Der Sowjetmythos brauchte die Hingabe des physischen Lebens als eine Art «Erlösungsprophezeiung» für die anderen. Dabei knüpften der sowjetische Staat und nicht zuletzt Stalin persönlich an Traditionslinien an, deren Ursprünge im 19. Jahrhundert liegen. Damals etablierten sich zwei wichtige Zweige der russischen revolutionären Bewegung – die «Narodnaja wolja» (Volksfreiheit) und die Sozialrevolutionäre. Der «normale» Terror und das Selbstmordattentat waren fester Bestandteil der Aktivitäten dieser Gruppen. Allein 1906 verübten die «Kampfgruppen» beider Bewegungen fast 5000 Attentate; viele davon waren Suizidangriffe. Zu den prominenten Opfern der «Kampfgruppen» gehörten Zar Alexander II. (1881), der Justizminister von Plewe (1904) und der Grossfürst Sergej (1905).
Heute versuchen viele WissenschaftlerInnen, einer Psychologie des Terrors auf die Spur zu kommen. Terror ergreift von der Psyche der TäterInnen Besitz. «Eine Analyse der Äusserungen der Terroristen selbst demonstriert, dass der Terror nicht einfach eine Arbeit, ein Beruf ist», schreibt Dmitrij Olschanskij, der Leiter des russischen Zentrums für strategische Analysen und Prognosen in Moskau, in seinem Buch «Psychologie des Terrorismus»: «Bei seiner ganzen Gefährlichkeit und Risikobereitschaft erfordert der Terror die Unterwerfung der ganzen Persönlichkeit. Der Terror kann nicht einfach eine Art Hobby sein.» Der Sozialrevolutionär Boris Sawinkow (1879–1925) gilt heute unter russischen ExpertInnen als Klassiker des Terrors. Seine autobiografischen «Aufzeichnungen eines Terroristen», verfasst 1908 und 1909, gelten bis heute als Pflichtlektüre zum Fachgebiet «Psychologie des Terrors». Sawinkow schreibt: «Ein Mitglied der Kampforganisation sollte über eine grenzenlose Hingabe für die Sache der Organisation verfügen bis hin zur Bereitschaft, sein Leben in jeder gegebenen Minute zu opfern.»

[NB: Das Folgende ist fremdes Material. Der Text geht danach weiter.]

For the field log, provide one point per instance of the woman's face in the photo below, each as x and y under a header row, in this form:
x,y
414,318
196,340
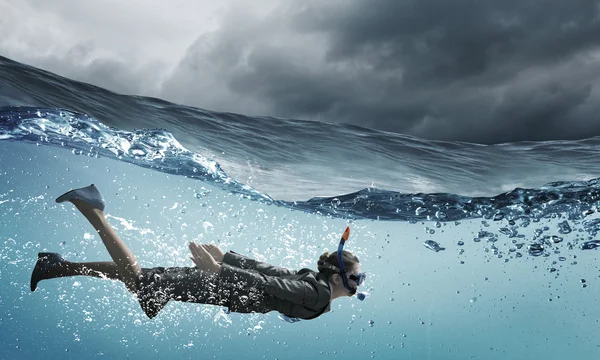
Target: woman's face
x,y
355,270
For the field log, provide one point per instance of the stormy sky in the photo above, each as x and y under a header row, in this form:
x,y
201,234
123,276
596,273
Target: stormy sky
x,y
483,71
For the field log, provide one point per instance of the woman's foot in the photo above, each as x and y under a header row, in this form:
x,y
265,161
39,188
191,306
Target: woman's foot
x,y
88,195
45,263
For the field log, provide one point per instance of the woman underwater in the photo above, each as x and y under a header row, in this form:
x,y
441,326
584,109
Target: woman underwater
x,y
242,284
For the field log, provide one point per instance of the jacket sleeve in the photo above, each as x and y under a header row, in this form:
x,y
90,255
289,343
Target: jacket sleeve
x,y
243,262
296,291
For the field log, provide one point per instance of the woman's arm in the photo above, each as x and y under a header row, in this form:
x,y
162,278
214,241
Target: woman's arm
x,y
243,262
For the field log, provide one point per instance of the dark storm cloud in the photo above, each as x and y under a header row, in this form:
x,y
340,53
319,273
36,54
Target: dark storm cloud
x,y
481,71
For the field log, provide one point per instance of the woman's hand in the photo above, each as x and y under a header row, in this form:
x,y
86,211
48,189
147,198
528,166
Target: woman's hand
x,y
203,259
214,251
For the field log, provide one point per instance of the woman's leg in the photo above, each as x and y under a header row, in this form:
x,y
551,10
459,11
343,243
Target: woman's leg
x,y
128,269
104,270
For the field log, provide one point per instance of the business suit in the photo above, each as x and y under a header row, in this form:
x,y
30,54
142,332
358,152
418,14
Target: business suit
x,y
244,285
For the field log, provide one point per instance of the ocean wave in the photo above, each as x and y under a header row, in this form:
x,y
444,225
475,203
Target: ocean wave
x,y
159,150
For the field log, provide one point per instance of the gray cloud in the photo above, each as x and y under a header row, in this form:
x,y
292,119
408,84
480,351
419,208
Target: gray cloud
x,y
480,71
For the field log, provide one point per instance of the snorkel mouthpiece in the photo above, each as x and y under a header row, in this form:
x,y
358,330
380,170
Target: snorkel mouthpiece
x,y
352,290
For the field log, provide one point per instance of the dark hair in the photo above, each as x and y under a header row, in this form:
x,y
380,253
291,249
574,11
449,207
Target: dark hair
x,y
328,263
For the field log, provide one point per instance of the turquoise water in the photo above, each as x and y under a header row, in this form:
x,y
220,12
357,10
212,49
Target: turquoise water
x,y
423,304
518,276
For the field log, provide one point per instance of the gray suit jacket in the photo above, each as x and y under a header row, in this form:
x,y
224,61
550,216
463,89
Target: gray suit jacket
x,y
303,294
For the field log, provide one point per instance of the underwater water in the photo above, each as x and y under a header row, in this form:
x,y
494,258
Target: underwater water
x,y
472,251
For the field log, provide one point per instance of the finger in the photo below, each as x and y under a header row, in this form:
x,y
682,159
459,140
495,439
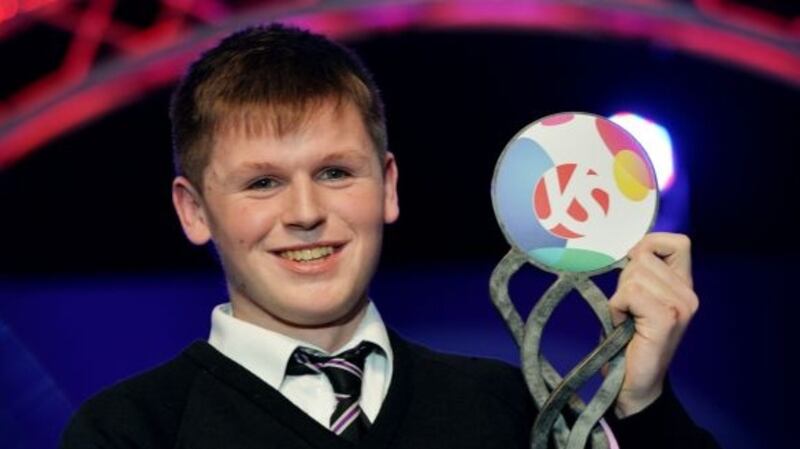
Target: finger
x,y
649,282
657,267
673,249
654,318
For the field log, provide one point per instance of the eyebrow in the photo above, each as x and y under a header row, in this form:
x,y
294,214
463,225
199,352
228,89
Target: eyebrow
x,y
339,156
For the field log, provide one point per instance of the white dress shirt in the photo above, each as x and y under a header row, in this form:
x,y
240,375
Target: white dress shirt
x,y
266,353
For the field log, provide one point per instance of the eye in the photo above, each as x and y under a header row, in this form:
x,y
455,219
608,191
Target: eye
x,y
334,173
263,184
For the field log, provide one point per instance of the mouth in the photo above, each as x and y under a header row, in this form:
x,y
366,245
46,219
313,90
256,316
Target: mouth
x,y
309,253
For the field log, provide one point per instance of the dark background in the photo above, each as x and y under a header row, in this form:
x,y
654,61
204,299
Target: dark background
x,y
98,281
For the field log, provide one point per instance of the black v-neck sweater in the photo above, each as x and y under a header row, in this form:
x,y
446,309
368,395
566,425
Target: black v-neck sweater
x,y
202,399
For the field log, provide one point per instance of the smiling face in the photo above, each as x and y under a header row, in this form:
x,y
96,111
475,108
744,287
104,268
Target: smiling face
x,y
297,220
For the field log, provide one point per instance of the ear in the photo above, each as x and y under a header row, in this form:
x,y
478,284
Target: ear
x,y
191,211
391,206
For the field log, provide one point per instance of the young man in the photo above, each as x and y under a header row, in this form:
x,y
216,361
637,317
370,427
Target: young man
x,y
281,153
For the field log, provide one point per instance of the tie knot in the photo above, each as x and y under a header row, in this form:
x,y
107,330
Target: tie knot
x,y
344,370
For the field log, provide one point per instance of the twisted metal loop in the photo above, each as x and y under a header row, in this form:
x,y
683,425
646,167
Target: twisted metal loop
x,y
550,392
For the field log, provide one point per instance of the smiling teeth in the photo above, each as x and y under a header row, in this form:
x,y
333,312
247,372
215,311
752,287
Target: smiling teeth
x,y
305,255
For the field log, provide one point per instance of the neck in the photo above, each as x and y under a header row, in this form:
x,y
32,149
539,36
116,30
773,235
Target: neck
x,y
329,336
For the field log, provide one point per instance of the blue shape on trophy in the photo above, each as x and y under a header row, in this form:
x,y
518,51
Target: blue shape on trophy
x,y
571,259
523,162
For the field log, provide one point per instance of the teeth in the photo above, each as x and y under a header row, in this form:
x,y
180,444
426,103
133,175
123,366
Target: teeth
x,y
305,255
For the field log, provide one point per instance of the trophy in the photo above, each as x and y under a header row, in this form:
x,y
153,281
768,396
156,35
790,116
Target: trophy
x,y
573,193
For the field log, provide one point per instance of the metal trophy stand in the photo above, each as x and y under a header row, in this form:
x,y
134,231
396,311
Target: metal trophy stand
x,y
573,193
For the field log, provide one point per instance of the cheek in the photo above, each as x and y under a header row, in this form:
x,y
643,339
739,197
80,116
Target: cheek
x,y
245,225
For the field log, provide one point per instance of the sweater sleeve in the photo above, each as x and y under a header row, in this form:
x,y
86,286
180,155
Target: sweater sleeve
x,y
664,424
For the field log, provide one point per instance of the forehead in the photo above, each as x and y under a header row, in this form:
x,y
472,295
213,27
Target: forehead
x,y
319,125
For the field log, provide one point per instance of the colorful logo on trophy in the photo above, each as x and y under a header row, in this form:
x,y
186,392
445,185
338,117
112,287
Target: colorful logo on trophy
x,y
574,192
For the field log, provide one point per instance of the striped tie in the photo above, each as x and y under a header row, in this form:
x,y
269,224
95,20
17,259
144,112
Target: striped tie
x,y
344,371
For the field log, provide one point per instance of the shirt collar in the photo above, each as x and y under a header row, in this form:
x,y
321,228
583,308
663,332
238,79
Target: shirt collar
x,y
266,353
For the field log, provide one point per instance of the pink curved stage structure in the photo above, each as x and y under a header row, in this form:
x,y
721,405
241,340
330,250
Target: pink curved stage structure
x,y
84,86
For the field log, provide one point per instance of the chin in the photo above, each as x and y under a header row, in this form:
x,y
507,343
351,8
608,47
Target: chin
x,y
336,313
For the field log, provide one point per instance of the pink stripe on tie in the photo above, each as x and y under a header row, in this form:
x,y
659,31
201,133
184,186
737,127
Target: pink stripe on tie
x,y
347,417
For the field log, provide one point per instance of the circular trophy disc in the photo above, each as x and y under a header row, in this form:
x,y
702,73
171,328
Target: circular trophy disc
x,y
574,192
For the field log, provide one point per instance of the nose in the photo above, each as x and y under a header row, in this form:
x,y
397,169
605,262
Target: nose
x,y
304,209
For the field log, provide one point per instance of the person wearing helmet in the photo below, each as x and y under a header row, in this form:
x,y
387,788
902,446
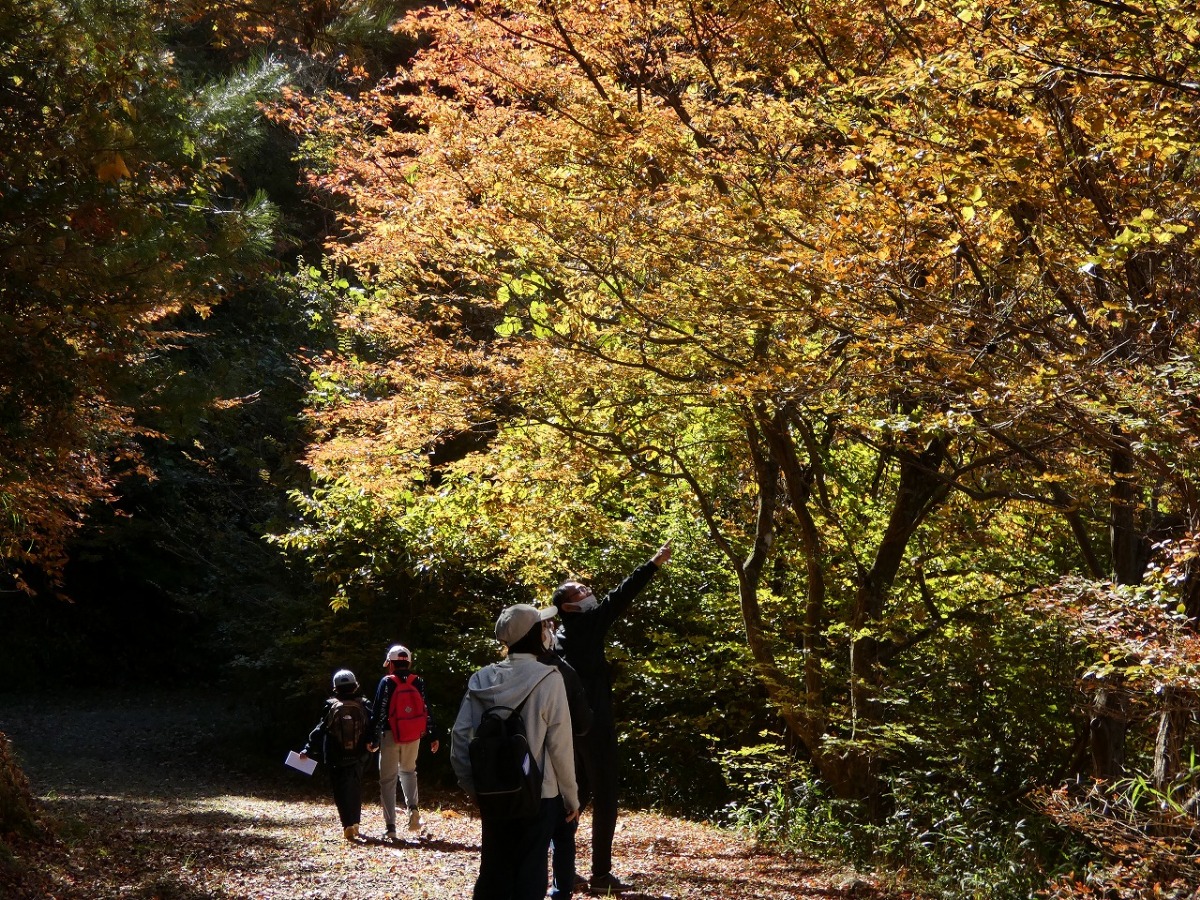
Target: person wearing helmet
x,y
401,719
340,742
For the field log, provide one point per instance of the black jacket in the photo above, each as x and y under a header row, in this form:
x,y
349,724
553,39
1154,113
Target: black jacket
x,y
328,751
585,636
576,696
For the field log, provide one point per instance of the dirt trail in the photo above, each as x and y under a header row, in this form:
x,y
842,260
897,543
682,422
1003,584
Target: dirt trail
x,y
148,810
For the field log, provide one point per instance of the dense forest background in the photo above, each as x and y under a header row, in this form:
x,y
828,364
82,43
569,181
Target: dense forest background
x,y
334,324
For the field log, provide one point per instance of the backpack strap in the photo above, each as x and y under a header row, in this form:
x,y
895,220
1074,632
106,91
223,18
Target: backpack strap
x,y
521,705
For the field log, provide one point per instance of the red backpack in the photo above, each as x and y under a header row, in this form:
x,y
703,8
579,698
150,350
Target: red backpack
x,y
406,712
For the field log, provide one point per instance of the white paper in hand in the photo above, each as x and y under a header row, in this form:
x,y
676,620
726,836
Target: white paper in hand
x,y
305,766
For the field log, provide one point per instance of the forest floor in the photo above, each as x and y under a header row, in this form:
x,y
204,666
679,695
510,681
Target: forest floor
x,y
142,808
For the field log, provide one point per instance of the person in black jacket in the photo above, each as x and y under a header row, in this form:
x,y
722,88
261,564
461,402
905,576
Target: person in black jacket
x,y
583,636
340,742
562,843
397,754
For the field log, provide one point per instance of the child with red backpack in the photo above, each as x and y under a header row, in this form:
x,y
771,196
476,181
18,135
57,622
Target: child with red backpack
x,y
401,719
340,742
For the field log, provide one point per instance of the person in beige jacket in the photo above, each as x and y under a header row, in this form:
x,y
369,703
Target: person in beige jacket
x,y
513,858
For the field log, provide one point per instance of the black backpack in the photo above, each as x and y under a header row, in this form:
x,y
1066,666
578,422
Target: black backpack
x,y
346,726
508,779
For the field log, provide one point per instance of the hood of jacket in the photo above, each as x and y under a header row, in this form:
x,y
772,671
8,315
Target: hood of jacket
x,y
509,682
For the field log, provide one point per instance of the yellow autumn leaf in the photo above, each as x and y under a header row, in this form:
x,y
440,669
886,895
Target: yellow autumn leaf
x,y
111,166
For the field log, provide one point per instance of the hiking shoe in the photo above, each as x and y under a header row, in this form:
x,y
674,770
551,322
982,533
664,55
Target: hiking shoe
x,y
606,885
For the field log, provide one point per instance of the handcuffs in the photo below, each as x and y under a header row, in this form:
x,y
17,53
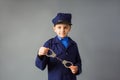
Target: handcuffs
x,y
66,63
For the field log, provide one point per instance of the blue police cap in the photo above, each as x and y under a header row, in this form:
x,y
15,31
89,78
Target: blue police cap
x,y
62,18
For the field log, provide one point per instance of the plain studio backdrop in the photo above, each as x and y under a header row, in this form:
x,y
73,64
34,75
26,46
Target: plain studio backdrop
x,y
26,24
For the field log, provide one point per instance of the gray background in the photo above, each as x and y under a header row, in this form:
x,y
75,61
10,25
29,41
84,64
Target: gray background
x,y
26,24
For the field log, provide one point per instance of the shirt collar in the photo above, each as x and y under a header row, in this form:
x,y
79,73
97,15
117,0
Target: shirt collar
x,y
65,38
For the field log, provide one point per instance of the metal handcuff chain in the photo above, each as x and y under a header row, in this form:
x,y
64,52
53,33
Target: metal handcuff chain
x,y
66,63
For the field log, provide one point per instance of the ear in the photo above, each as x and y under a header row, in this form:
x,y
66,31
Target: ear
x,y
69,28
53,28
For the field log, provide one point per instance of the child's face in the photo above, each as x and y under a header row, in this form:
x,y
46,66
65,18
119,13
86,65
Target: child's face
x,y
62,30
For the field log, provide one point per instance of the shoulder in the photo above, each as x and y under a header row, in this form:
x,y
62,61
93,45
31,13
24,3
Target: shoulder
x,y
49,42
72,41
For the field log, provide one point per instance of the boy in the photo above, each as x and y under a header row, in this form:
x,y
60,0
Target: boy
x,y
64,47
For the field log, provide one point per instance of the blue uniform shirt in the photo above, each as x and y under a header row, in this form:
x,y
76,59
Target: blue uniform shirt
x,y
56,70
64,41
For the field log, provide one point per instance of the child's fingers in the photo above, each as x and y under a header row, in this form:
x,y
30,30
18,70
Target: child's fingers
x,y
43,50
74,69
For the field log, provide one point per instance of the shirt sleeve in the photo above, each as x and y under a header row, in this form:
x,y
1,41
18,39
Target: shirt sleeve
x,y
78,62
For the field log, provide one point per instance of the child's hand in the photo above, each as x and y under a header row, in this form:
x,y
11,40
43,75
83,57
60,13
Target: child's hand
x,y
74,69
43,51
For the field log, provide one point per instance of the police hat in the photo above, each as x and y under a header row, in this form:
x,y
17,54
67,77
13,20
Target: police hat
x,y
62,18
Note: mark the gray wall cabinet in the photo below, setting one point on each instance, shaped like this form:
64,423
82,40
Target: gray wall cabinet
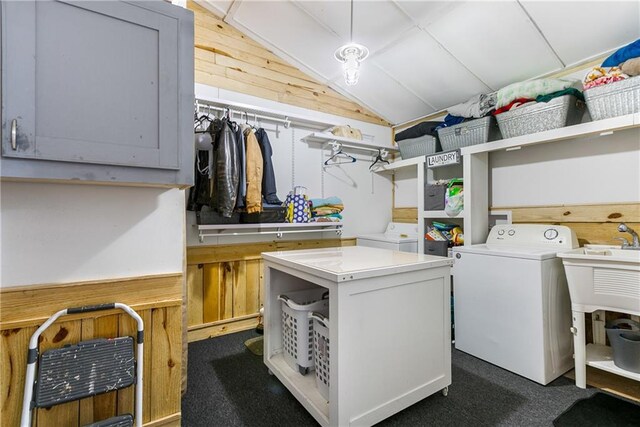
97,91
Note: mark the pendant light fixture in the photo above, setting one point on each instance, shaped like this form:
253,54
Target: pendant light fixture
351,55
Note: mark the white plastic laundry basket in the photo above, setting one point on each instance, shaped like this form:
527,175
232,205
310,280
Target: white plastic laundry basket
297,327
321,352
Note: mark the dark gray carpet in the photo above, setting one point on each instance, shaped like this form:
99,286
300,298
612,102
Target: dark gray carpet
230,386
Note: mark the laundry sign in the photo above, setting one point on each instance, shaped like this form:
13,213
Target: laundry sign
443,159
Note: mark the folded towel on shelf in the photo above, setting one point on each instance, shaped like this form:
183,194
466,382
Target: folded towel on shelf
516,103
421,129
632,50
599,76
333,200
569,91
326,219
476,107
631,67
451,121
327,210
530,89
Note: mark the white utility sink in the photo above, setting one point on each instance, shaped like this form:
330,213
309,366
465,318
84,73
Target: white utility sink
603,278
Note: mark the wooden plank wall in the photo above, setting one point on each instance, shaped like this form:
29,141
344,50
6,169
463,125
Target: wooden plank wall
593,224
225,284
228,59
157,299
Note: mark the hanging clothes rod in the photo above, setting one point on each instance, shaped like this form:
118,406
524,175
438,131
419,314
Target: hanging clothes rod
337,145
251,111
203,107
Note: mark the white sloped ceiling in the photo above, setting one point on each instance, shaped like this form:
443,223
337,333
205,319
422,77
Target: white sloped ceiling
429,55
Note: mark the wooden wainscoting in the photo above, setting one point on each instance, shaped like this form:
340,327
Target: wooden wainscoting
593,224
157,299
225,284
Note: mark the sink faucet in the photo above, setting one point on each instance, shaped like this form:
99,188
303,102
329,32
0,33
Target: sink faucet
623,228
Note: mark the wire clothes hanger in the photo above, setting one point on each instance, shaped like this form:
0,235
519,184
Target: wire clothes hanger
379,158
337,151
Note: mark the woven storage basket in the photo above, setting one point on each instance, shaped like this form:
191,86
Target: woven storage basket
416,147
469,133
562,111
614,99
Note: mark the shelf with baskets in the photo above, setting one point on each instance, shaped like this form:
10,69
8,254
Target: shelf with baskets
601,357
582,130
476,164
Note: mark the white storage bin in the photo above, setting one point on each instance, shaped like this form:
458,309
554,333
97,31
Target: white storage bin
321,352
297,326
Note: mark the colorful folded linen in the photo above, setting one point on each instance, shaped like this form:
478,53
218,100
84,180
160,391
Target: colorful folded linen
631,67
599,76
333,200
530,89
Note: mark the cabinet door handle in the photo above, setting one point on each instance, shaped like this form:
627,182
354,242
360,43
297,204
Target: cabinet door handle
14,131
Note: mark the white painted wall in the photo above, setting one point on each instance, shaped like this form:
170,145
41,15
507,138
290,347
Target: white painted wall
60,233
603,169
366,195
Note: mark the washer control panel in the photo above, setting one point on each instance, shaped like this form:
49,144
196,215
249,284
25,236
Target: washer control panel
537,235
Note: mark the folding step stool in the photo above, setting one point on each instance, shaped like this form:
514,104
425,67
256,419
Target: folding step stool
85,369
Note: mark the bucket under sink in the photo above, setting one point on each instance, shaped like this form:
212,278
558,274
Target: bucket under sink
603,278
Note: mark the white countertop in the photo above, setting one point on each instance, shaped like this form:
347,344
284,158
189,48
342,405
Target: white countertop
354,262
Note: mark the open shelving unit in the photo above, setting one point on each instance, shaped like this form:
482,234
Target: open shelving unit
423,215
476,165
601,357
475,170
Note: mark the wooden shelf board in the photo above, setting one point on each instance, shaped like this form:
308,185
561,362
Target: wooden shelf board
264,226
598,127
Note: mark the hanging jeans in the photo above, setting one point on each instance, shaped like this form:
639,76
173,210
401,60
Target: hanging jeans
268,174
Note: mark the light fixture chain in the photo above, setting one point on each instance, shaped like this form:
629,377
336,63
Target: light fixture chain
351,33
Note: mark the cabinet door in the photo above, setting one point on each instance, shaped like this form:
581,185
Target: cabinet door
91,82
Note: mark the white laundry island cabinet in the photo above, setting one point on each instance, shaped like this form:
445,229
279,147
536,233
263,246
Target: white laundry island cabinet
389,334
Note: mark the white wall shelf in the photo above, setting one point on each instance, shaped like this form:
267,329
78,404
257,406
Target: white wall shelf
476,165
441,215
582,130
401,164
324,138
279,229
261,113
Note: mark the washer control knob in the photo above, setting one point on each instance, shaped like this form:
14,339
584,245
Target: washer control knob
550,233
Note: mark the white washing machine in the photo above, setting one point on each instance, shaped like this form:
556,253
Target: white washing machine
397,237
512,305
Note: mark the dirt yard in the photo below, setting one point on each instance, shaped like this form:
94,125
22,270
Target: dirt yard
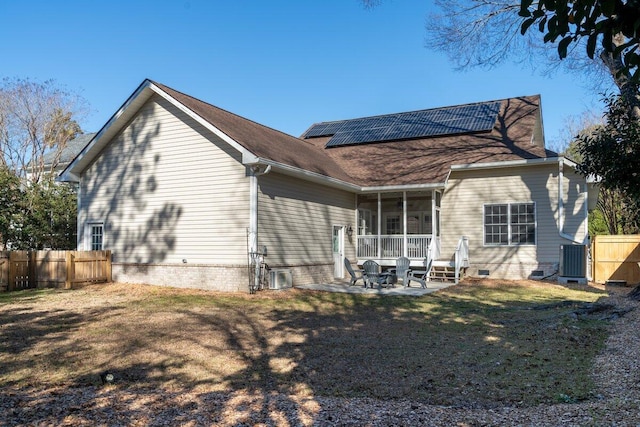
481,353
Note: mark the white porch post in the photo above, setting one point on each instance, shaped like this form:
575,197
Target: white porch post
379,226
405,238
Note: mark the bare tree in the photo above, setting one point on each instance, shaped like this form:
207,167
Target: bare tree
485,33
36,119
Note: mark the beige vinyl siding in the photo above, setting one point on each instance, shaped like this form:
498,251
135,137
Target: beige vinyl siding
169,190
296,219
574,200
468,191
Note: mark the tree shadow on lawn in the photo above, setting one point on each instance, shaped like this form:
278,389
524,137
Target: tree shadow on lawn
449,348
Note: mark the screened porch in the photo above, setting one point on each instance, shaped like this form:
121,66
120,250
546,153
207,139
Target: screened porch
392,225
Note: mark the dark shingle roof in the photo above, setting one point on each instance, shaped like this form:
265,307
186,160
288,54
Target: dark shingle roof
515,135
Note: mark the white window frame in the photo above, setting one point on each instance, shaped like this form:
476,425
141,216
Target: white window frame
509,225
89,234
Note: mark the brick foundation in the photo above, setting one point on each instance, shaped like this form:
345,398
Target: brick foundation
515,271
211,277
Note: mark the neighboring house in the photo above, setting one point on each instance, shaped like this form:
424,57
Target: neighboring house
182,191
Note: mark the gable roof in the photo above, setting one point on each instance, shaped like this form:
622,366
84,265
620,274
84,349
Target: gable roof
509,130
257,143
262,141
70,151
515,135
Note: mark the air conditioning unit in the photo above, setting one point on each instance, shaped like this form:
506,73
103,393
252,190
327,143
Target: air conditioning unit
280,278
573,261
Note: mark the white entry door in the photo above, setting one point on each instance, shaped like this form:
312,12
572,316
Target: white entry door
338,251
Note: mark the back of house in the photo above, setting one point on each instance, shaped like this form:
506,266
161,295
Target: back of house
186,194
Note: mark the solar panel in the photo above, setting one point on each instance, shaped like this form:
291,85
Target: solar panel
415,124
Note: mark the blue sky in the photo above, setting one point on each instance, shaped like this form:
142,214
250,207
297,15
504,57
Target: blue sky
285,64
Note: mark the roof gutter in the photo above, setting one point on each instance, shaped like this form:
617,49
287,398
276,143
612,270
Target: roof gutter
410,187
515,163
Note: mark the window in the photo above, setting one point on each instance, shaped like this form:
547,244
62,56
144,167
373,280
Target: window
510,224
95,236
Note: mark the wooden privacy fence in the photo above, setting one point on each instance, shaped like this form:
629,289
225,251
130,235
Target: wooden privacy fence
616,258
60,269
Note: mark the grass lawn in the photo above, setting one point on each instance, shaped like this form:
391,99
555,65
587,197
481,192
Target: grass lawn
478,344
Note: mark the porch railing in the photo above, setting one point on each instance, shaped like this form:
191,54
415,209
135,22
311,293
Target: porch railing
393,246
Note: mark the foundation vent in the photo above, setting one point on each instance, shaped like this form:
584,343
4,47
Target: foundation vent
280,278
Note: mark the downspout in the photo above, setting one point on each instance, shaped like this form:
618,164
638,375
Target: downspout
379,226
254,172
79,226
561,205
405,240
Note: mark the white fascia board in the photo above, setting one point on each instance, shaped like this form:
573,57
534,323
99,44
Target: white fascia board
226,138
336,183
510,163
409,187
516,163
305,174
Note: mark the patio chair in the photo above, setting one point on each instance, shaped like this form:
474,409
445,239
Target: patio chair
355,274
371,273
403,271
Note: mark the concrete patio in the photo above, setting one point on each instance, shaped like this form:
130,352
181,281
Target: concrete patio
398,290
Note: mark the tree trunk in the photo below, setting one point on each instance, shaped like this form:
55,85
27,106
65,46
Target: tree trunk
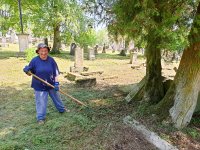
56,39
154,90
184,92
151,87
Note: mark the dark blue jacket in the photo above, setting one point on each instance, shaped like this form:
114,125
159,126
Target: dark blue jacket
45,69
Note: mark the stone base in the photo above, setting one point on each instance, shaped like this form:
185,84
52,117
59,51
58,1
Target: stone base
86,82
91,73
72,76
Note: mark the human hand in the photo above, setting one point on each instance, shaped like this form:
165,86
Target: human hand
56,86
27,70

Der Haupttäter des Anschlags auf den Grossfürsten Sergej und Held von Albert CamusÕ Stück «Die Gerechten», Iwan Kaljajew, entsprach diesen Anforderungen gänzlich: «Kaljajew liebte die Revolution so tief und so innig, wie sie nur diejenigen lieben, die ihr Leben für sie opfern. Zum Terror kam er auf seinem besonderen, originären Weg und sah in ihm nicht nur die beste Form des politischen Kampfes, sondern auch ein moralisches, vielleicht sogar ein religiöses Opfer.» Nach seiner Festnahme am 4. Februar 1905 schien es für Kaljajew eine unerträgliche Schmach zu sein, überlebt zu haben. «Wider all meine Bemühungen bin ich am 4. Februar am Leben geblieben», schrieb Kaljajew in einem Kassiber an seine Mitstreiter. Und in einem weiteren Brief bekundet er: «Seit ich hinter Gittern gelandet bin, habe ich nicht mal eine Minute lang den Wunsch gehabt, irgendwie mit dem Leben davonzukommen. Die Revolution bescherte mir ein Glück, das höher steht als das Leben.»
Sergej Netschajew (1847-1882), neben Michail Bakunin ein Gründer des russischen «revolutionären Machiavellismus», veröffentlichte 1869 in Genf seinen «Revolutionären Katechismus», der für mehrere Generationen russischer Revolutionäre zur Bibel wurde. Er formuliert das Programm eines breit angelegten Terrors und schreibt: «Der Revolutionär ist ein Mensch, der sich seiner Aufgabe verschrieben hat, dem Staat und den gebildeten Ständen gegenüber erbarmungslos zu sein. Zwischen ihnen besteht ein schonungsloser, unversöhnlicher Krieg bis auf den Tod.» Die Parallelen zwischen dem «Katechismus» und der Psychologie der Mitglieder der Kampforganisation der Sozialrevolutionäre sind augenfällig. So erklärte Kaljajew in seiner Rede vor Gericht am 5. April 1905: «Ich bin kein Angeklagter, ich bin euer Gefangener. Wir sind zwei Kriegsparteien. Ihr seid Repräsentanten der Imperatorregierung, die gedungenen Diener des Kapitals und der Gewalt. Ich bin ein Volksrächer, Sozialist und Revolutionär.» Vor seiner Hinrichtung erklärte Kaljajew: «Ich bin glücklich über Ihr Urteil, ich hoffe, dass Sie sich entschliessen, es genau so offen und in aller Öffentlichkeit zu vollstrecken, wie ich das Urteil der Partei der Sozialrevolutionäre vollstreckt habe.»